E quella, non era lei. La persona sdraiata sul lettino, non poteva essere Ilenia. Cosa ne avevano fatto? Dove l'avevano messa? Dovevano averla abbandonata in sala operatoria, perché il viso che affondava di lato nel cuscino non era il suo. Il corpo disteso sul materasso non le apparteneva. Le braccia, le gambe, i piedi e le mani. Gli occhi, benché chiusi. Non avevano nulla a che fare con lei. Non erano lo specchio delle sue caratteristiche fisiche. Del suo aspetto esteriore, né di quello interiore. Perché lì dentro, lei, non c'era.

«Che cosa le è successo?»

Un sussulto violento scosse il petto di Francesco, appena questi ebbe l'inquietante sensazione che Ilenia versasse in uno stato pietoso, facendolo scattare all'inseguimento della troupe con i camici azzurri. Era fuori di sé, trasfigurato in volto, come se una forza da lui non governabile avesse preso il possesso di ogni suo muscolo e guidasse le sue azioni. Le sue reazioni, soprattutto. Perché quello che aveva percepito, lo aveva spaventato, facendolo barcollare. Gli aveva smosso le viscere e l'anima. Lo aveva fulminato.

Per un istante, quindi, era rimasto interdetto, sbigottito, irrigidito. Da ciò che aveva intuito, vagamente. Bloccato dentro a un incubo di ghiaccio, che gli aveva seccato il respiro. E proprio lo choc provocato dal gelo gli aveva poi dato la spinta per esplodere nell'incredula esclamazione di fuoco che gli era balenata nella testa e gli aveva stritolato il cuore. Un grido soffocato dal bruciore. Dell'improvviso freddo glaciale distrutto da una vampata di calore estremo.

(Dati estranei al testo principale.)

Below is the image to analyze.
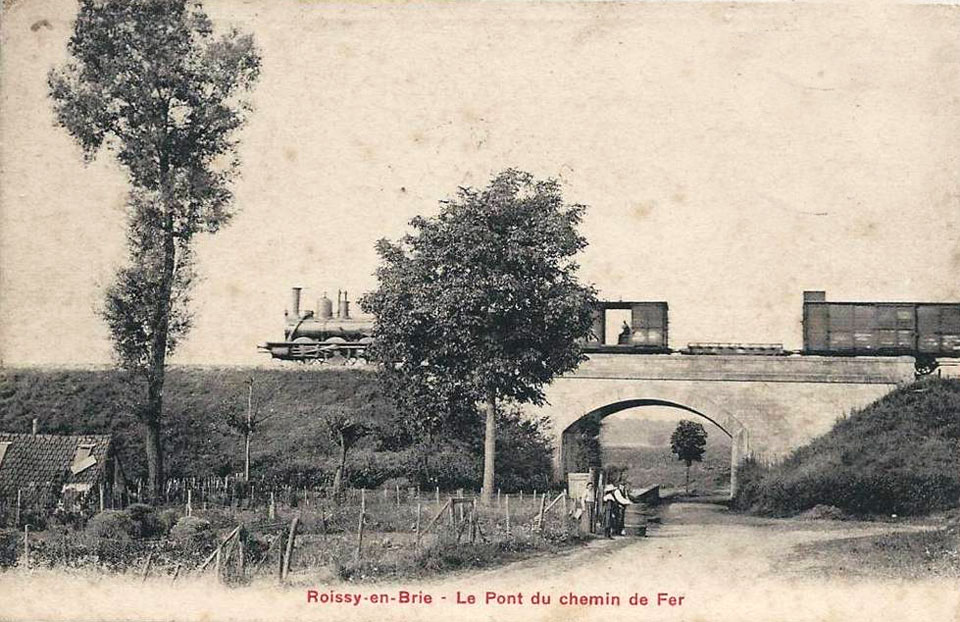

Quasi svenne. Per poco, davvero poco, non ebbe un collasso. Sbattuto sull'altalena dell'adrenalina in eccesso che lo aveva fatto trasalire subito dopo averlo tramortito per lo sgomento. Ebbe lo stomaco di reggersi in piedi, nonostante il terremoto. E di riproporre, al primo medico a cui ebbe l'occasione di chiedere, il medesimo quesito che gli aveva scombussolato la mente. Questa volta, ad alta voce.

«Che cosa le è successo?»

«Ci dia qualche minuto e poi parliamo» rispose con pacatezza il medico, che poi era il dottor Romiti, il chirurgo che aveva eseguito l'intervento. «Aspetti qui fuori, per favore.»

E aprì la porta della stanza di Ilenia, richiudendola immediatamente alle proprie spalle. Seguirono attimi infiniti di angoscia. Durante i quali, Francesco, metabolizzò l'esclusione con pensieri oscillanti dalla peggiore ipotesi che riuscisse a partorire al ricordo più bello e nitido che lo univa a sua moglie. Qualcosa che sembrava perdersi nella notte dei tempi.

«Cosa hanno detto?»

La domanda di Giampiero giungeva fuori sincrono rispetto a ciò che pretendeva di scoprire. Lui e Luisa erano in ritardo in confronto agli eventi, in anticipo su quanto Francesco stesso era riuscito a comprendere. Dovevano pazientare ancora, tutti quanti, imbrigliati nelle regole di una prammatica che pareva non voler dar loro alcuna tregua.